The EU’s Agriculture and Rural Development Commissioner Phil Hogan has confirmed Ireland will have to pay a €63 million fine for incorrectly claiming EU farmer payments, mostly on ineligible land,
However, the fine has been reduced from €181m originally proposed by the commission. It relates to payments made to Irish farmers over five years, from 2008 to 2012.
Ireland sought arbitration of the fine after the Department of Agriculture assessed 900,000 land parcels across Ireland to ascertain what the appropriate level of reimbursement to the commission should be, and calculated that it should be approximately €50 million.
However, Mr Hogan confirmed at the Ploughing Championships yesterday that the fine has now been agreed at €63 million, and can be paid back over three years. He noted that a fine imposed on France earlier this year for similar breaches of CAP rules totalled €1.1 billion.
Commenting in May on the proposed fine, Agriculture Minister Simon Coveney said some of it will be paid back by farmers and some may well be paid by the department over a period of time.
He said: “The commission looks at this from an audit perspective and asks what public money was spent that should not have been spent because it did not qualify, how much should it get back, and what fines should be imposed to go with that.”
Arbitration negotiations on the fine took place over the first six months of 2015.

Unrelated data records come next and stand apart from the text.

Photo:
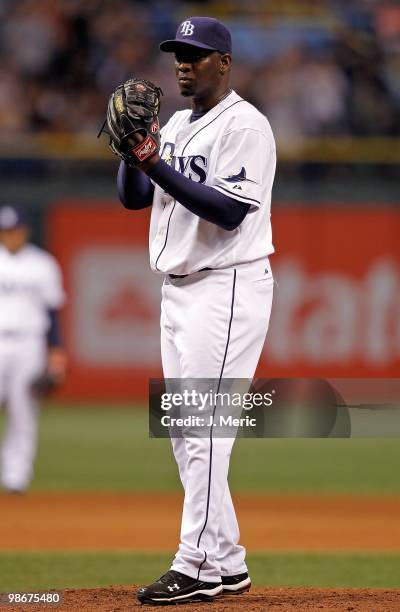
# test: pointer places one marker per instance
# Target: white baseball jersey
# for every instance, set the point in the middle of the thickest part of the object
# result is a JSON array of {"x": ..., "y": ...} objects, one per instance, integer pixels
[
  {"x": 232, "y": 149},
  {"x": 30, "y": 285}
]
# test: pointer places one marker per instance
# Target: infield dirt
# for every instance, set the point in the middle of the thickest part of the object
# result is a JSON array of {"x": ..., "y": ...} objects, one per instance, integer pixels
[
  {"x": 93, "y": 521},
  {"x": 82, "y": 521},
  {"x": 121, "y": 599}
]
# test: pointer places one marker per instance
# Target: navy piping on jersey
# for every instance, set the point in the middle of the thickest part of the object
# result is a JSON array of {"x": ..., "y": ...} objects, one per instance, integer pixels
[
  {"x": 236, "y": 195},
  {"x": 183, "y": 150},
  {"x": 211, "y": 428},
  {"x": 166, "y": 238}
]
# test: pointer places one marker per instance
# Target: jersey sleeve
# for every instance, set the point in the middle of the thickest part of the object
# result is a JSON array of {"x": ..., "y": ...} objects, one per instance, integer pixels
[
  {"x": 242, "y": 158},
  {"x": 52, "y": 287}
]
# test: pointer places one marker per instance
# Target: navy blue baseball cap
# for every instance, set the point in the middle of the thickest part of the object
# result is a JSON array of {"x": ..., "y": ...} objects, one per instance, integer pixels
[
  {"x": 12, "y": 216},
  {"x": 202, "y": 32}
]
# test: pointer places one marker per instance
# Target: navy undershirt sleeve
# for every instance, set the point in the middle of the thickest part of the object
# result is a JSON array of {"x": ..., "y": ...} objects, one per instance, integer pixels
[
  {"x": 202, "y": 200},
  {"x": 135, "y": 189},
  {"x": 54, "y": 333}
]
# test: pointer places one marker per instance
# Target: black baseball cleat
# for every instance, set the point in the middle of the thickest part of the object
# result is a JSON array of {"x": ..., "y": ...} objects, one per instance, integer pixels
[
  {"x": 174, "y": 587},
  {"x": 236, "y": 584}
]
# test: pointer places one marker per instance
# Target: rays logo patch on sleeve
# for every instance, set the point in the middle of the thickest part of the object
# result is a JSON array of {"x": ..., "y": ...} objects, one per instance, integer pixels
[{"x": 239, "y": 178}]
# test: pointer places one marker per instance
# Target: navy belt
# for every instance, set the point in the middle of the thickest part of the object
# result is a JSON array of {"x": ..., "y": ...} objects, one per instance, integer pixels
[{"x": 185, "y": 275}]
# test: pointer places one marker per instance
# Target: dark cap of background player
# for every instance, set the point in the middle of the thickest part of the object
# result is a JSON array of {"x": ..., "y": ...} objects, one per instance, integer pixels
[
  {"x": 202, "y": 32},
  {"x": 12, "y": 216}
]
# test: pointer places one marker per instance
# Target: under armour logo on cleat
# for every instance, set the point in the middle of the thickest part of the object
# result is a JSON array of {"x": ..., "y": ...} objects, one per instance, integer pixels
[{"x": 174, "y": 587}]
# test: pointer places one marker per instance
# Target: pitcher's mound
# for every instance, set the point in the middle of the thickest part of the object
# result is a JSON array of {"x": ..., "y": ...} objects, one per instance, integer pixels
[{"x": 121, "y": 599}]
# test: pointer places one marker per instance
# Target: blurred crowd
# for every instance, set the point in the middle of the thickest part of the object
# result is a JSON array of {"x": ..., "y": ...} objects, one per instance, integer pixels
[{"x": 314, "y": 68}]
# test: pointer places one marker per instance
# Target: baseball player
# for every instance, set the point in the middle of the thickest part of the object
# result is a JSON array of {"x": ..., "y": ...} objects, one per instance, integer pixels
[
  {"x": 208, "y": 179},
  {"x": 31, "y": 294}
]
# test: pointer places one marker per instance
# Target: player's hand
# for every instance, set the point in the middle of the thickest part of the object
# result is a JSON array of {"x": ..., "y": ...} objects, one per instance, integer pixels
[{"x": 57, "y": 363}]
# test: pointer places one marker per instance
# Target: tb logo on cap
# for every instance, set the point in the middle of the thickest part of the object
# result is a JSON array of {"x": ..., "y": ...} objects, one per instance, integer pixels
[{"x": 187, "y": 28}]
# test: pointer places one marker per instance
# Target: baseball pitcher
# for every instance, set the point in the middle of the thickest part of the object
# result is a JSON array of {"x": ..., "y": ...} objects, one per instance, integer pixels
[{"x": 207, "y": 176}]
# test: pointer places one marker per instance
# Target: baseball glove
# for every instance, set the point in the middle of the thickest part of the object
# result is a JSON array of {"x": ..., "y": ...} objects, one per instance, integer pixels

The €1.1 billion fine for France, announced last January, was by far the biggest bill ever against a country stemming from EU reviews of past subsidy.
In arbitration, it was reduced 66% from a €3.5bn bill proposed by the EU.
French agriculture minister Stéphane Le Foll said the French government will reimburse the amount over three years, and French farmers won’t be asked to pay.
Meanwhile, most farmers believe that Ireland should stay in the EU.
Despite a sometimes indifferent relationship with it, there is still massive support for the EU and Ireland’s role in it from the farming community.
An overwhelming 96% of farmers believe Ireland should stay in the EU, with 79% of respondents strongly in favour of it, according to the Irish Examiner/ICMSA opinion poll.
The prevailing levels of positivity towards the EU are reflected across all age groups and sectors of the farming economy. The lowest level of support was among farmers not engaged in tillage, dairy or livestock, but even here support was still at 89%. Backing for the EU was broadly similar across those working on farms and those with an off-farm income.
The survey results were taken before the recent protest in Brussels during which fires were lit and EU buildings were sprayed with milk in sometimes ugly scenes.
The EU has been consistently called on to step in and resolve financial issues faced by farmers, particularly those in the dairy sector, caused by the plummeting milk prices.
ICMSA President John Comer said: “At a time when questions about the nature and role of the EU are becoming more numerous and fundamental than ever, farmers ‘get’ the concept of the union and realise that the market opportunities and the strength through unity are bulwarks of both Ireland’s and Europe’s farming sectors.
“CAP [Common Agricultural Policy] and the Basic Payment are aspects of that support for the EU – but they are not the reason. Farmers, more than other domestic sectors, realise that it is only supra-national institutions that can resist the abuses possible to the biggest corporations now. Individual member states no longer have the ‘clout’ to discipline corporations that have reached a degree of power and revenue that may be multiples of that residing in individual states.
“The only thing standing between farmers and even more blatant abuse of primary food producers than that already occurring is an institution like the EU. That is why farmers instinctively support the EU – they trust and hope that one day something like the level of regulation that’s exercised on them might be applied to the retail corporations who effectively control the EU’s food trade.”